The Court of Bosnia and Herzegovina announced Friday that it had confirmed the indictment of eight former soldiers of the Army of Republika Srpska, or the Bosnian Serb Army, for crimes against humanity. 

Ilija Krčmar, Boško Učanin, Svetislav Račić, Željko Bajić, Nikola Ćuk, Nikola Ćuk, Marinko Miljević, and Dragan Despot are alleged to have persecuted and killed Bosniak, or Bosnian Muslim, civilians in the Ključ municipality, as part of a widespread and systematic attack by the Army of Republika Srpska, the police and paramilitary organizations’ members during the Bosnian War that took place between 1992 and 1995. The indictment claims that the accused were also “aware of such an attack, and knowing that their acts formed part of the attack.”

The eight persons are accused of having persecuted the civilians on “national, ethnic and religious grounds and acted with the discriminatory intent in violation of the rules of international law” when they allegedly shot dead at least 78 civilians, shortly after driving them out of a school building in the village of Velagići, in June 1992. The victims’ bodies were exhumed from a mass grave in 1996.

In November 1995, the US sponsored the Dayton Peace Agreement between Bosniaks, Serbs and Croats that led to the division of Bosnia into a Croat-Bosniak federation and Republic Srpska in a federalized system.

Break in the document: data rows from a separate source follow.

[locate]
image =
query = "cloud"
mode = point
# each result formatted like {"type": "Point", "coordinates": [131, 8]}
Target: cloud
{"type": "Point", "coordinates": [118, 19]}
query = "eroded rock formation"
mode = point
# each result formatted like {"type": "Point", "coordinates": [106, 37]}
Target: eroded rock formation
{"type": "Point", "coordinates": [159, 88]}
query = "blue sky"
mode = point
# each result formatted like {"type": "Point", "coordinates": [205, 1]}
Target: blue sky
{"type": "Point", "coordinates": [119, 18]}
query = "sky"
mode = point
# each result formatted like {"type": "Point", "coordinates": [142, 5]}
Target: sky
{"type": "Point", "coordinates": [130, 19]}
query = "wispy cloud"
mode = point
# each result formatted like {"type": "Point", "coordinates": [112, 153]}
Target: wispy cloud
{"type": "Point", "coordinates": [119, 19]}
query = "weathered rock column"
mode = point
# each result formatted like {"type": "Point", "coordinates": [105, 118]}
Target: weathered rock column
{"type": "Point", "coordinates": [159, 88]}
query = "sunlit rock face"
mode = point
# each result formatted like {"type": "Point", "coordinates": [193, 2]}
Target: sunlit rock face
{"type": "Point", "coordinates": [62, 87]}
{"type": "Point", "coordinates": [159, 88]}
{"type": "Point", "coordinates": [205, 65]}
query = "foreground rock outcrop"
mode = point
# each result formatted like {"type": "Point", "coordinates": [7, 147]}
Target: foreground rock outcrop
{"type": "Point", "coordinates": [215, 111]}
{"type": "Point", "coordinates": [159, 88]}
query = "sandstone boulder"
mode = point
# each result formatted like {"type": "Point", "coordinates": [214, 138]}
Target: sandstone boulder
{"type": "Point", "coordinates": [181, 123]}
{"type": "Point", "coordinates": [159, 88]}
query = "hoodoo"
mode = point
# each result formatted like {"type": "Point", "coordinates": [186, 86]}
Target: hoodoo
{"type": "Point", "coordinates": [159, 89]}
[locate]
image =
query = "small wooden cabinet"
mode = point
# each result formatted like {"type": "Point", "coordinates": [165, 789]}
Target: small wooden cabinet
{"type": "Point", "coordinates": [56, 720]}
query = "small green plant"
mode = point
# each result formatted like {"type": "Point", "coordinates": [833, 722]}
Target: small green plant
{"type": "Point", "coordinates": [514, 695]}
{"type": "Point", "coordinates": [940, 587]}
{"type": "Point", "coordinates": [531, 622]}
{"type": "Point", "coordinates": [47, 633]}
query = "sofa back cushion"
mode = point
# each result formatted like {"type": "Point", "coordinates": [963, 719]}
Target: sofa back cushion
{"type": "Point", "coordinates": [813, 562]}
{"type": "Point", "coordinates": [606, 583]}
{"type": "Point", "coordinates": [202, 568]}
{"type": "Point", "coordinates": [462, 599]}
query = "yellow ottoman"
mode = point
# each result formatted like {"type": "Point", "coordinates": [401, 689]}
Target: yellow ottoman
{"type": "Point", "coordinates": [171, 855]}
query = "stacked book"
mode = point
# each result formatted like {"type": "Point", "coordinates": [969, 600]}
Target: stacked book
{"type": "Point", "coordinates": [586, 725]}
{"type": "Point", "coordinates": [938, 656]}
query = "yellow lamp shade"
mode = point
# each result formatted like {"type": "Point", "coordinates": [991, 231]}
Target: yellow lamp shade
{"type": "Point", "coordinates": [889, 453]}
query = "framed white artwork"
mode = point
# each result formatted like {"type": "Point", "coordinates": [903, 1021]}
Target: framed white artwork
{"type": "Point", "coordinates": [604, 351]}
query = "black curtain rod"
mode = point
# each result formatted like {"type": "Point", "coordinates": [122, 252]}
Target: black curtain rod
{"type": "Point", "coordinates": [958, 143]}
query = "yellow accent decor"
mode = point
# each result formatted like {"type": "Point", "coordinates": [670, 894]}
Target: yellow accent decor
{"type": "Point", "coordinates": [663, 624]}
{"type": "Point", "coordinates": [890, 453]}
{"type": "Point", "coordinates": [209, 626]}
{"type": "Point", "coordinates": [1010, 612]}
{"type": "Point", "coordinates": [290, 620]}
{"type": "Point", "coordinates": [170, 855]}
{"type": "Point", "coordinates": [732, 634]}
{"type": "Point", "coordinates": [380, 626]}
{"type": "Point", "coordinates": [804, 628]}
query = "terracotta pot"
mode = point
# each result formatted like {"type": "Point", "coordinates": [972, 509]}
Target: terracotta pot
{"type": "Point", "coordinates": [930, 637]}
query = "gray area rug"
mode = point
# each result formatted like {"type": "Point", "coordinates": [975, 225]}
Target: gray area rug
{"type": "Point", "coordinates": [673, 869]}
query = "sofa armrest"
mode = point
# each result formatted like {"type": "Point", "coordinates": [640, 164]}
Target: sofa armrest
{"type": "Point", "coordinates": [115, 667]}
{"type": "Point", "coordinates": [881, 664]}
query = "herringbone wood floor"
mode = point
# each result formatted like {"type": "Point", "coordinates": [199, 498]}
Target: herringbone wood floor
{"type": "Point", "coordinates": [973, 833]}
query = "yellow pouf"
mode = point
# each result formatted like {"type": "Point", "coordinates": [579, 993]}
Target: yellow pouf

An estimated 100,000 people, of which Bosniaks comprise 80 percent, were killed and millions displaced by the end of the Bosnian War. Others were subjected to rape and torture; between 20,000 and 50,000 women were raped during the war. Bosnian Serbs are primarily responsible for the commission of these crimes.

Hundreds have already been convicted, and the country’s judiciary is at present examining about 600 cases involving 4,500 suspects.